This won’t be Pacho’s only visit to California this summer. In July, after returning from Liverpool, where he will offer the British premiere of Altar de Bronce with the Royal Liverpool Philharmonic and Domingo Hindoyan, Pacho will debut with the Los Angeles Philharmonic and Gustavo Dudamel at the Hollywood Bowl performing Arturo Márquez’s Concierto de otoño. He will still return to North America once more before the end of summer, this time to Mexico, to take part in the American premiere of Altar de Bronce with the Minería Symphony Orchestra and Carlos Miguel Prieto. This piece will later be performed by the New World Symphony, also led by Prieto, before landing in San Diego for the closing of the premiere cycle.
Meanwhile, Pacho is also deepening his facet as a composer and is about to finish a new clarinet concert commissioned by the Galicia Symphony Orchestra, the Extremadura Symphony Orchestra and the Murcia Region Symphony Orchestra. The piece will be premiered by Juan Ferrero under the baton of Christian Vasquez (Galicia and Murcia) and Andrés Salado (Extremadura) throughout the 2023/24 season.
Marina Heredia takes part next June 28 and 29 in the world premiere of En Libertad! El camino de los gitanos, for singer, percussion, flamenco guitar and orchestra. The piece was commissioned by the Duisburger Philharmoniker to José Quevedo ‘Bolita’ and Joan Albert Amargós as part of the artistic residency of the cantaora in the 2022/23 season of the orchestra, and the texts were written by Quevedo himself on an idea by Marina Heredia. Both Quevedo and Amargós will have an active participation in this premiere since the former, as Marina’s regular guitarist, will also perform as a soloist, along with Paquito González on the percussion; Amargós on his part will act as musical director.
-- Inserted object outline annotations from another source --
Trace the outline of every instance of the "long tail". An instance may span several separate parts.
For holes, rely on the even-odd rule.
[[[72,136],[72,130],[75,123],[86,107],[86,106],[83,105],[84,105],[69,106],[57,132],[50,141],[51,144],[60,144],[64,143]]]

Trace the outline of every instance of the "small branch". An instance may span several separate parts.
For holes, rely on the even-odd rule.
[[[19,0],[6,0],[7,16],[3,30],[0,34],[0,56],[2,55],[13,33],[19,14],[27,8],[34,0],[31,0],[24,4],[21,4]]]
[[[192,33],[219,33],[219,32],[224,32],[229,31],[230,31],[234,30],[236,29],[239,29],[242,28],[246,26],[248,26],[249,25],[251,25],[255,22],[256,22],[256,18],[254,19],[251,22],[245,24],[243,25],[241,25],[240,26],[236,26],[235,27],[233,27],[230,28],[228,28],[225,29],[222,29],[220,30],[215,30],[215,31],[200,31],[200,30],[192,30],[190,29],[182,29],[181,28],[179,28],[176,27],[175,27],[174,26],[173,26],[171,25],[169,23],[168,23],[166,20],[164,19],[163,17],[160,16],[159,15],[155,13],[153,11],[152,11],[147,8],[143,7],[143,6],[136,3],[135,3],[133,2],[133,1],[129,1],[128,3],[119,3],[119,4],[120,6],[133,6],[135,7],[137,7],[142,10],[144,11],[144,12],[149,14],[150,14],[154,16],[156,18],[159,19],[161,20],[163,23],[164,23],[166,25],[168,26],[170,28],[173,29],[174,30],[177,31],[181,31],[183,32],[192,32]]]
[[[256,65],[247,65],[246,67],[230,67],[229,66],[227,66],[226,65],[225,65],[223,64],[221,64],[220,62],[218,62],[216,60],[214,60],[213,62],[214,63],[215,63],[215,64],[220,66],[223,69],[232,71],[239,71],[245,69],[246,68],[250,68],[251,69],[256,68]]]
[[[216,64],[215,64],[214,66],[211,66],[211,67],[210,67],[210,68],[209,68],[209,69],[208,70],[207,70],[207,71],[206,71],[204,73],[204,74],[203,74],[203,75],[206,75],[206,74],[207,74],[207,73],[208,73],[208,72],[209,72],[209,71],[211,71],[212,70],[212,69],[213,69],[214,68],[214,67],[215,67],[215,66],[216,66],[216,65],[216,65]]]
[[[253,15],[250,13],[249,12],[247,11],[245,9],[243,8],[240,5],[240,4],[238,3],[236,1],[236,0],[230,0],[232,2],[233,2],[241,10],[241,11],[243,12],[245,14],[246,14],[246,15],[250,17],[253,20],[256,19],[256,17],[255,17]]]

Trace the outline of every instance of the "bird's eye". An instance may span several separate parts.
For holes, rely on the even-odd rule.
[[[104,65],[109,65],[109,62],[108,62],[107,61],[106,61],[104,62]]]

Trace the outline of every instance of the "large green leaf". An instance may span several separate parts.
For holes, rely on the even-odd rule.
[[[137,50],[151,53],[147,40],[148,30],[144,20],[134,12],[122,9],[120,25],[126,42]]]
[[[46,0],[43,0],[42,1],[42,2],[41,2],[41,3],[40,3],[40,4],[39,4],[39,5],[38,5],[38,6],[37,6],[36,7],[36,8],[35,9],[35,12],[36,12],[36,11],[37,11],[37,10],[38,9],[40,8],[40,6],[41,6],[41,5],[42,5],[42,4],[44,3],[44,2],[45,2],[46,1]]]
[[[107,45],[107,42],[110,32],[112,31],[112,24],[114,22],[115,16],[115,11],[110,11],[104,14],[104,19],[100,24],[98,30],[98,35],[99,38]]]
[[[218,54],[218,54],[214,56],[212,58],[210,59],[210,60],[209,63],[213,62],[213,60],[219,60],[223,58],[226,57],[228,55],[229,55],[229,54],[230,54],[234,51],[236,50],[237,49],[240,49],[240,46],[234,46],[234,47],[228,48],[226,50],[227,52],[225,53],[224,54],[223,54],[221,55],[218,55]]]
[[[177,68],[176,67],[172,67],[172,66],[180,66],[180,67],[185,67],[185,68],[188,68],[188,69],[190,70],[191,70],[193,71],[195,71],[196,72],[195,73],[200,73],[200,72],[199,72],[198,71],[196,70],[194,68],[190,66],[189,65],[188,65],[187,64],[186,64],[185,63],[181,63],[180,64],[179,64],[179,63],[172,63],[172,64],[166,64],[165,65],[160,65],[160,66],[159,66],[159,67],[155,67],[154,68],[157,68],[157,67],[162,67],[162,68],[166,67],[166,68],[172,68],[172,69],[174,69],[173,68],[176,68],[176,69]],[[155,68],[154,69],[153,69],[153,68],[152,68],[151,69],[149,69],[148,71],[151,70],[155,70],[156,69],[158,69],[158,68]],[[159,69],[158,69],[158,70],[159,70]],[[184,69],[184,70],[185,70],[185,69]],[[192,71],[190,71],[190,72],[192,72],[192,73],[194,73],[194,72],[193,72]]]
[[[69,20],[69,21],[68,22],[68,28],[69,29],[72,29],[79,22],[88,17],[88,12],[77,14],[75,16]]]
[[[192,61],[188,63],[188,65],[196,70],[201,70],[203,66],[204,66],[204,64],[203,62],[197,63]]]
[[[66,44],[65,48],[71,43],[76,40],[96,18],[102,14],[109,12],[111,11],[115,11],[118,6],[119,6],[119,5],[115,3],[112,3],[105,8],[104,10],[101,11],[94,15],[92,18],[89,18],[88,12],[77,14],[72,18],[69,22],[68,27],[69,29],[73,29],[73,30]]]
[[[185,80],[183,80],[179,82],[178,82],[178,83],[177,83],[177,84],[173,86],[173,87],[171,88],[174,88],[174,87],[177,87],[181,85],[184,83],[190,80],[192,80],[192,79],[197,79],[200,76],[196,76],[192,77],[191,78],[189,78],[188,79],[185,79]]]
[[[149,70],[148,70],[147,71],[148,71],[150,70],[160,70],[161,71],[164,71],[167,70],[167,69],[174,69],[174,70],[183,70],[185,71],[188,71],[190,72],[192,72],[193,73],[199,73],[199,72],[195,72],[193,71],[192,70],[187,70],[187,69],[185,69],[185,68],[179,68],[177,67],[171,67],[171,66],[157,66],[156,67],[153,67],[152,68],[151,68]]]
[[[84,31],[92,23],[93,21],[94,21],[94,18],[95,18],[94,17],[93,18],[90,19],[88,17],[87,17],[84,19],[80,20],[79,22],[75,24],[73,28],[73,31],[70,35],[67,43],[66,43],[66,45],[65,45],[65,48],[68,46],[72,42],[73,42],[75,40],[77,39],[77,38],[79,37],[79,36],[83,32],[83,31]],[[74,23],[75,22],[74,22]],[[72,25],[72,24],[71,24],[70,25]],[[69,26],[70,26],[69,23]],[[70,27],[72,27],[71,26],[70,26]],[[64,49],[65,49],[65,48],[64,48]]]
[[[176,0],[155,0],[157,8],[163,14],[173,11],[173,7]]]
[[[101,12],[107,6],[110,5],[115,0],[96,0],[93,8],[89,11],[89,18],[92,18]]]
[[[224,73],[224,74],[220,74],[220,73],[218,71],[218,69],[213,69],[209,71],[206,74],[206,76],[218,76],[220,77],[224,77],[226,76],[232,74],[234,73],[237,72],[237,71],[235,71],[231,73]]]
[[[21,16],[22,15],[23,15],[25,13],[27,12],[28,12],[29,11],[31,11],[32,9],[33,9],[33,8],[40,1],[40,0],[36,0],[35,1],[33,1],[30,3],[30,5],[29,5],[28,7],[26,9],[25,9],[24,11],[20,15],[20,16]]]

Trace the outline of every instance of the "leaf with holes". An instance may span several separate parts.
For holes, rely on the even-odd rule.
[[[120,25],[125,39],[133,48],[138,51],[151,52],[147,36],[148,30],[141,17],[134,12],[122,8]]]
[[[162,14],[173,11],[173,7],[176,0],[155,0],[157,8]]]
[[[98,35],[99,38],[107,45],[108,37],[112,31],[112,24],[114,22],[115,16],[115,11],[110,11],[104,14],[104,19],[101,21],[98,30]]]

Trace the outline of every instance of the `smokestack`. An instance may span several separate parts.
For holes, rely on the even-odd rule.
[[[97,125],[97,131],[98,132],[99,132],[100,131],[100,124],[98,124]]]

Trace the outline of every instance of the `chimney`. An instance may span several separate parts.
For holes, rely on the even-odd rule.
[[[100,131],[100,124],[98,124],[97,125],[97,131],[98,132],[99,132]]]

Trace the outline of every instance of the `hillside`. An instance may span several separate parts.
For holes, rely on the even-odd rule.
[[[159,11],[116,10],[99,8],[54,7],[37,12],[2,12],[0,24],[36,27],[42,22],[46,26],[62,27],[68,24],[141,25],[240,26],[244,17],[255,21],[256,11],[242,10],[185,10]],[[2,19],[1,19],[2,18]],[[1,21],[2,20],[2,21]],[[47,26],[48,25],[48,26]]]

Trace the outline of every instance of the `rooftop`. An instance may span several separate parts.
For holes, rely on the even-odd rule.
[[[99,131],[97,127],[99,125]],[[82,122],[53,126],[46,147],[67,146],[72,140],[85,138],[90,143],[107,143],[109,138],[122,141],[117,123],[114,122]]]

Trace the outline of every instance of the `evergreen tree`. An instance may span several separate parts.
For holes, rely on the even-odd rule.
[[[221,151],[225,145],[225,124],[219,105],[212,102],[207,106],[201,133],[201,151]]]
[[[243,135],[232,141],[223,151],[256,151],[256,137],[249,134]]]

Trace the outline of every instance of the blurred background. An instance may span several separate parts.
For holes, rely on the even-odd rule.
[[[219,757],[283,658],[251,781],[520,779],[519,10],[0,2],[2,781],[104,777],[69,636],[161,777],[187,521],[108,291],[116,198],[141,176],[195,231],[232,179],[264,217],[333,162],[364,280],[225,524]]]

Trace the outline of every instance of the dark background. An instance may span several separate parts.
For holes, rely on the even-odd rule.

Marina had already visited Duisburg in November 2022 as part of her artistic residence, offering two concerts with the orchestra and its principal conductor, Axel Kober, in which she sang El Amor Brujo by Manuel de Falla. This visit was closed with the show Garnata by Marina’s usual quintet, since the interest of the artistic direction goes beyond symphonic concerts and they have also programmed Marina Heredia’s flamenco company. In the same way, after this world premiere, Marina and her company, with the addition of several Duisburger musicians, will offer a concert with the repertoire of Marina’s latest album, Capricho. In addition, educational activities have also been programmed in schools, as well as conferences-concerts in collaboration with the Instituto Cervantes.
After the recent presentation of the 2023/24 season of the Galician Symphony Orchestra, we can also announce that the Spanish premiere of En Libertad will take place in May 2024 with the same soloists, this time conducted by José Trigueros. Marina is definitely the most demanded singer internationally for this repertoire; only last year she could be seen in Germany at the Konzerthaus, the Philharmonie and the Pierre Boulez Saal in Berlin; the Laieszhalle of the Elbphilharmonie in Hamburg, or the Lausitz Festival in Görlitz, and she has sung with important orchestras such as Chicago Symphony or San Francisco Symphony Orchestra, Orchestre National de Lille or Orquestra Sinfônica da Casa da Música do Porto in Portugal.
Aarón Zapico opens the 72nd edition of the Granada International Music and Dance Festival at the Palace of Carlos V on Wednesday 21 and Thursday 22 June with a program on the figure of Don Quixote. The core piece will be Falla’s El Retablo de Maese Pedro, in commemoration of the centenary of its premiere on June 25, 1923 at the palace of the Princess of Polignac in Paris, almost exactly 100 years ago. Aarón will lead the Ciudad de Granada Orchestra with Alicia Amo, soprano (Trujamán), David Alegret, tenor (Maese Pedro), José Antonio López, baritone (Don Quixote), Juan Carlos Garvayo, harpsichord, and the Compañía Etcétera, with Enrique Lanz as stage director and responsible for the puppets, set design and projections. The program, entitled El retablo de Maese Pedro. Un tríptico sobre Don Quijote, also includes Burlesque de Quichotte, overture-suite in G major, TWV 55:G1 (1716) by Georg Philipp Telemann, and a selection from Don Quichotte chez la Duchesse, op. 97 (1743) by Joseph Bodin Boismortier.
As the festival explains, Manuel de Falla’s El retablo de Maese Pedro, one of the most unique and important stage works in the history of Spanish music, was premiered at the palace of the Princess of Polignac in Paris on June 25, 1923. Conceived as a brief chamber opera for puppets on an episode of Don Quixote, the work had already been heard in concert version in March of that same year at the Teatro San Fernando in Seville. For the Parisian premiere, Falla had the collaboration of professor, engraver and set designer Hermenegildo Lanz. In 2009, his grandson Enrique Lanz, director of the prestigious Compañía Etcétera, created giant puppets to present the play at the Teatro Real, and it is these puppets that will now arrive on the stage of the Alhambra, together with the OCG, Aarón Zapico, a group of select Spanish singers and a couple of Cervantine works from the Baroque period to complete the programme.
Aarón has just returned from Mexico after conducting the Academia de Música Antigua of the Universidad Autónoma de México in three concerts in various venues of the Mexican capital. The program was made up exclusively of works by Spanish Baroque composers such as José Castel, Francisco Hernández Illana, Vicente Baset, Antonio Literes, Mateo Flecha, José de Nebra, Sebastián Durón or Juan de Navas, grouped under the generic title of Fuego: an imaginary zarzuela of the Hispanic Baroque. Among Aarón’s upcoming commitments are his debuts at the Teatro Real in Madrid to conduct La liberazione di Ruggiero dall’isola di Alcina by Francesca Caccini, and at the Palau de les Arts in Valencia, where he will conduct Antonio Literes’s Los Elementos. He will also lead orchestras such as the Real Filharmonía de Galicia, the Cordoba Orchestra or the Bilbao Symphony Orchestra. Aarón Zapico is a frequent guest at the Granada Festival. He made his debut in 2011 with Vivaldi’s The Four Seasons, which were recorded on an album produced by Winter & Winter. In 2019, Forma Antiqva, the group directed by Zapico, was resident ensemble of the festival. He has also been a teacher in the Manuel de Falla Courses. In 2020, 2021 and 2022, he returned as a teacher and head of the Festival’s Baroque Academy.